Angebot versus Kundenwünsche

Auch Nüsse und Trockenfrüchte gebe es nur bei Coop verbreitet im Offenverkauf. Besser sieht es bei den Gemüsen und Früchten aus: Da böten mittlerweile alle Detailhändler den Einkauf mit Mehrwegbehältern an oder sie akzeptierten diese.

Dieses Angebot stehe in grossem Kontrast zu den Bedürfnissen der Schweizer Konsumenten, schreibt Greenpeace. Denn gemäss einer repräsentativen Umfrage gaben 92 Prozent der 1077 befragten Personen in der Deutsch- und Westschweiz an, dass sie gerne Früchte und Gemüse in wiederverwendbaren Behältern einkaufen würden.

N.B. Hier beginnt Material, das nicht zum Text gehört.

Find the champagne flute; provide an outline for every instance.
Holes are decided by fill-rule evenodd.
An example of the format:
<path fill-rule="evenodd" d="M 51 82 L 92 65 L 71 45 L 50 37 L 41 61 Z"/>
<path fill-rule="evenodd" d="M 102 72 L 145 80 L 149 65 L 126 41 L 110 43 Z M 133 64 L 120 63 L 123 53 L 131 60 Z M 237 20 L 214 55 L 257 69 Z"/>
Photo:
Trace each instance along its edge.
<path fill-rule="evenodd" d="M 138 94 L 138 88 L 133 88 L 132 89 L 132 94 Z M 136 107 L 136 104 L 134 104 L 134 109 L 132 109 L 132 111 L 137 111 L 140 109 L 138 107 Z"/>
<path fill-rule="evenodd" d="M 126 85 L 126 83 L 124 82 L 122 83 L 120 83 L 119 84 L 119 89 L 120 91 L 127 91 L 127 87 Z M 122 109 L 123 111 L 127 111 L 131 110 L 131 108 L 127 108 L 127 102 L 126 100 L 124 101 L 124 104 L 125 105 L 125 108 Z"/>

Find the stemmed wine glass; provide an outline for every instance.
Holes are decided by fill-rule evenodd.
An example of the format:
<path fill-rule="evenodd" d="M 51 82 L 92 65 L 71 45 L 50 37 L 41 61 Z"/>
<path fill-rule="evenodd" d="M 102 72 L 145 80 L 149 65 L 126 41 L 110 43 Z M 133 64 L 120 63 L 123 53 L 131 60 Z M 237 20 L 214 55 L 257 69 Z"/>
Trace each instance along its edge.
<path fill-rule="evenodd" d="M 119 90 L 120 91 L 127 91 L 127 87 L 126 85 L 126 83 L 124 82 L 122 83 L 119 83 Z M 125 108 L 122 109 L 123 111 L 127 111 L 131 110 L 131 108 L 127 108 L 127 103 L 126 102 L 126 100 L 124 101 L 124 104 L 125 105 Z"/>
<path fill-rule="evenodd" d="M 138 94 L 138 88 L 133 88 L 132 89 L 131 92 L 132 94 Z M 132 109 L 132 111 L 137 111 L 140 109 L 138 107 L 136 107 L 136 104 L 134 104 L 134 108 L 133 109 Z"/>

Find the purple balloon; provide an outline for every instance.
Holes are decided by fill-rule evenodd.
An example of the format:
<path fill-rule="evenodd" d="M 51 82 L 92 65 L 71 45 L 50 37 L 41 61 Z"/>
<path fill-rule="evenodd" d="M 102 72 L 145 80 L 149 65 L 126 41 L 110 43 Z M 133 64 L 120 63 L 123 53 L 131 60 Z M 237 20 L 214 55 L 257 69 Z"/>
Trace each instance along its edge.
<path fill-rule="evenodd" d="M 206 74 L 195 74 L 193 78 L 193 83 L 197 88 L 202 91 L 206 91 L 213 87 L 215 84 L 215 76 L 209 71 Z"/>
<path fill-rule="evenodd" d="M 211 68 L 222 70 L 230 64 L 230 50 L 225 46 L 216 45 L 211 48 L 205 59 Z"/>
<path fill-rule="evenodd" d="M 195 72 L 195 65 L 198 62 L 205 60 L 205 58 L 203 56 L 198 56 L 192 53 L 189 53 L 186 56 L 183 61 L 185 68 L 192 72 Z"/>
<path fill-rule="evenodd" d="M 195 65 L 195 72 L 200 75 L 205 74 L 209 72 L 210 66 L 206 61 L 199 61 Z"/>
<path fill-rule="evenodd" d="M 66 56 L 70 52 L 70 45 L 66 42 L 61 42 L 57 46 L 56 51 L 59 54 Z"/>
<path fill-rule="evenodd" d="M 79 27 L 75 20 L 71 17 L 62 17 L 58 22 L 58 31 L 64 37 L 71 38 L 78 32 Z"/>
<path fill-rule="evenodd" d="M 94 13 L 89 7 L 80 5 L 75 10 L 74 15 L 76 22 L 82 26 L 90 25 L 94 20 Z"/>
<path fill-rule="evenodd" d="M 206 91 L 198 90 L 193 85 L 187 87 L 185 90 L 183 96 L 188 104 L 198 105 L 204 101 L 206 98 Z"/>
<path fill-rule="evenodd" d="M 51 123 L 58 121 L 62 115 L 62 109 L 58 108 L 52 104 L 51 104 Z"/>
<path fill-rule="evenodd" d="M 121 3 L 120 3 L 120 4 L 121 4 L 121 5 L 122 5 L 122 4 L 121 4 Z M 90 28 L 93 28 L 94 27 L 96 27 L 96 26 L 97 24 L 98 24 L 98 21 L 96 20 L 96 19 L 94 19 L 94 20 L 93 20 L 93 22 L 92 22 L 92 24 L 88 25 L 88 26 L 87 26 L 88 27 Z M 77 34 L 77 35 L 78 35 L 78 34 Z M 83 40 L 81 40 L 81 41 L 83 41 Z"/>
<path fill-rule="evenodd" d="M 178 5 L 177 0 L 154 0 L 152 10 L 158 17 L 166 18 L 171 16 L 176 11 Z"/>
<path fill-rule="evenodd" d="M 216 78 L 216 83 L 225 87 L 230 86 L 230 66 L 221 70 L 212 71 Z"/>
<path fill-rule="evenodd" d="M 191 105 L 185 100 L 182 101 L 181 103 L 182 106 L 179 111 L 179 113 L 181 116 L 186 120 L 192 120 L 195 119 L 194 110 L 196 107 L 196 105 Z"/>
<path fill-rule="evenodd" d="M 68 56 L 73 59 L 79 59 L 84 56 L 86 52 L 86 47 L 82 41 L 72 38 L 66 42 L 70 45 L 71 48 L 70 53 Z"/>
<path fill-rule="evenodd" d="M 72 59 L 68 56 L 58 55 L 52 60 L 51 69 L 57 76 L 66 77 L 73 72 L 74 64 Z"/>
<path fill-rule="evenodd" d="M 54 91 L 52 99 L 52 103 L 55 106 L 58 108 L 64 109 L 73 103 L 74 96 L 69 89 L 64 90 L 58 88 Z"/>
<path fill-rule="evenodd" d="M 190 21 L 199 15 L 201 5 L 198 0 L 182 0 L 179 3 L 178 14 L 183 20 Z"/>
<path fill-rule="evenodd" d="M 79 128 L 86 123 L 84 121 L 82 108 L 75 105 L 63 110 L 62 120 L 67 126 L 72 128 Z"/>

Mehrwegsysteme sind aus Sortiment verschwunden

Bei Nüssen, Müesli und Ähnlichem lag die Bereitschaft bei 75 Prozent und bei Bier, Mineral und Süssgetränken bei 73 Prozent. Immerhin 68 Prozent würden auch für Milch und Joghurt auf Mehrweggläser zurückgreifen, bei Fleisch und Käse wären 65 Prozent bereit für einen Einkauf mit Mehrwegbehälter und auch bei Take-away-Produkten lag die Bereitschaft noch bei 63 Prozent.

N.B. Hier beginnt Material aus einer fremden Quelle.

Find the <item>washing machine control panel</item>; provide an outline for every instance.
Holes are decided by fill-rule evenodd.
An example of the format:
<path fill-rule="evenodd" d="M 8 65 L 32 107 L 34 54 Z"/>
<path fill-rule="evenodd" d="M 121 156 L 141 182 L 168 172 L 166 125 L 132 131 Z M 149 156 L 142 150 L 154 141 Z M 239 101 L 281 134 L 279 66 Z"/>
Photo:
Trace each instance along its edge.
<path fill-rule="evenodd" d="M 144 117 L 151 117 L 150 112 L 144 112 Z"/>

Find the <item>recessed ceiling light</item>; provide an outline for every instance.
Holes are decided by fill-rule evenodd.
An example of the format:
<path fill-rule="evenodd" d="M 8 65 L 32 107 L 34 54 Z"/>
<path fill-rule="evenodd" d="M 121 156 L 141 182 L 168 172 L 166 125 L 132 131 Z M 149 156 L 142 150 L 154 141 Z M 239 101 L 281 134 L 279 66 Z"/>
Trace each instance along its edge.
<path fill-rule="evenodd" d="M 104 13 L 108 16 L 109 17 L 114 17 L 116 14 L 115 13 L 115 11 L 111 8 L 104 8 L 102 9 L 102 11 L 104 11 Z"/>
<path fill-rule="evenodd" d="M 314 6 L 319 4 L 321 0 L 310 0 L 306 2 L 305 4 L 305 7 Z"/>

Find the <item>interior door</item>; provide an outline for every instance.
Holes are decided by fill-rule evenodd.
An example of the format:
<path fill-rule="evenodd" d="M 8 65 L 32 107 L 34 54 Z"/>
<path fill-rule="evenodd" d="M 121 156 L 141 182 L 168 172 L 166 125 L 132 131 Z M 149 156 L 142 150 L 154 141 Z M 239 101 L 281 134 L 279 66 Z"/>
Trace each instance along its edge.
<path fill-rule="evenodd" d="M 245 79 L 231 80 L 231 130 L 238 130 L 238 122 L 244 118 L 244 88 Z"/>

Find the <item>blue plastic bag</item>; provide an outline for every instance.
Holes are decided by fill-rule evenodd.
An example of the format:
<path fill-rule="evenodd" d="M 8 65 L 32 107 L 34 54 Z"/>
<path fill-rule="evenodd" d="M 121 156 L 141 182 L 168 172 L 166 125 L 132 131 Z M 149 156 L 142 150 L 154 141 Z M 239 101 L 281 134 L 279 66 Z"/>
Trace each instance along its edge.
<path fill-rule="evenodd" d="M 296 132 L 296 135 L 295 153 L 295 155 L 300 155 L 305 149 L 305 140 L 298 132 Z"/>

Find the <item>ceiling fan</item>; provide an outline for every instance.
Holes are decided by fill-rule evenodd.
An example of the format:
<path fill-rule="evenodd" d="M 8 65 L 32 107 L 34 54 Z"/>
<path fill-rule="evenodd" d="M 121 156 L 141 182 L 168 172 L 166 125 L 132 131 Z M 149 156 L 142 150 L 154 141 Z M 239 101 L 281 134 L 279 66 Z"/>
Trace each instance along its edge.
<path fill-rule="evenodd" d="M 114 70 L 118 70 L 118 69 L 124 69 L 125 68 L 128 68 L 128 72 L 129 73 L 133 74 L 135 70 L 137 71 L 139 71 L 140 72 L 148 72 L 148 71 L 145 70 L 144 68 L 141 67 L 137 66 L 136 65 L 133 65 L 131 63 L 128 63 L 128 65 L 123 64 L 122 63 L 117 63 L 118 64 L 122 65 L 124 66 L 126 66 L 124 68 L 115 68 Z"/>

Doch gemäss einer Bestandesaufnahme von Greenpeace sind die Mehrwegsysteme bei den Schweizer Detailhändlern heute mehrheitlich aus dem Sortiment verschwunden. Dabei gehörten diese «vor der massiven Verbreitung von Kunststoff als Verpackungsmaterial» bis in die Neunzigerjahre zum Alltag, heisst es im gleichentags veröffentlichten Greenpeace-Bericht «Mehrweg für die Zukunft».

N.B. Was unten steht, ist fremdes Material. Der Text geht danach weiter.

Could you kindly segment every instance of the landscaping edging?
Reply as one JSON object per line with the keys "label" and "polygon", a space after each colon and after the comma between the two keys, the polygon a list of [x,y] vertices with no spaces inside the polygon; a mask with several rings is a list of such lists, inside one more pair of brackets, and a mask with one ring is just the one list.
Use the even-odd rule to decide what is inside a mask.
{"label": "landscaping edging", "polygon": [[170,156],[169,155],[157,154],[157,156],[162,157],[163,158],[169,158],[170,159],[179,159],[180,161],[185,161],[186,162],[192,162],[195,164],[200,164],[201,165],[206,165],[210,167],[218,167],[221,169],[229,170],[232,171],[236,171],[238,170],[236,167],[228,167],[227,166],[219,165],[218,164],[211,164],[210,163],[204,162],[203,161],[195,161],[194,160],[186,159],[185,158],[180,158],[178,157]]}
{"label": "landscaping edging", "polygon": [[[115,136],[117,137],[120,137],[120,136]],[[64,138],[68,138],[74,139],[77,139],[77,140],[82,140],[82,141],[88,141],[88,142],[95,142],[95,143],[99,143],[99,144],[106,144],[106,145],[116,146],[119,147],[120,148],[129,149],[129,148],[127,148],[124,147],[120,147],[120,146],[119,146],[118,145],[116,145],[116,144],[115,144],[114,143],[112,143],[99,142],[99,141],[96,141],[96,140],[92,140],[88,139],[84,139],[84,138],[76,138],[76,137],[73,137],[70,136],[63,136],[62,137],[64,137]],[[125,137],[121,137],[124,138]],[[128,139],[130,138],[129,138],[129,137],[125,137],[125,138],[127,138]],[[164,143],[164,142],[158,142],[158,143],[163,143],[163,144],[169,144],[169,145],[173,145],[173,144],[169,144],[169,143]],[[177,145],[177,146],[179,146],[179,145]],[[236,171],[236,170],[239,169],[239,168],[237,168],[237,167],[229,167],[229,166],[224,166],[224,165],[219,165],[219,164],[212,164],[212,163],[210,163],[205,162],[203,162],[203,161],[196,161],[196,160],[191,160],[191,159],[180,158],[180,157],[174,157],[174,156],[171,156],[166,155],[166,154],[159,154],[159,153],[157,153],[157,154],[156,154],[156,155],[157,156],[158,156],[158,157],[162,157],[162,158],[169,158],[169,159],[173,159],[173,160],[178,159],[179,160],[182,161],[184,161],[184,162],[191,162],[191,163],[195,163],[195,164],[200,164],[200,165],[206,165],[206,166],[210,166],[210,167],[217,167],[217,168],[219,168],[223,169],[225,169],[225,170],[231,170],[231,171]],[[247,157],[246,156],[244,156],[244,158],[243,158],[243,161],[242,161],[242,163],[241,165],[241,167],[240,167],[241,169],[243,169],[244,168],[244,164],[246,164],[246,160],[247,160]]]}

Mehrwegbecher und Machbarkeitsstudien geplant

Die Umweltorganisation ruft deshalb die Detailhändler und die Lebensmittelkonzerne auf, neben dem Ausbau bewährter Mehrwegmodelle auch «innovative Nachfüllsysteme zu entwickeln». Ausserdem sollten die Kunden, die wiederverwendbare Behälter verwenden, preislich bevorteilt werden.

Die untersuchten Detailhändler äusserten sich im Bericht unterschiedlich zu ihrer Zukunftsstrategie: Während Lidl gar nicht reagierte und Volg keine Pläne zum Ausbau des Angebots an Mehrwegsystemen in Zukunft bekannt geben konnte, plant Aldi die Einführung von wiederverwendbaren Beutel für Früchte und Gemüse sowie Mehrwegkaffeebecher bei Kaffeeautomaten mit einem Anreizsystem.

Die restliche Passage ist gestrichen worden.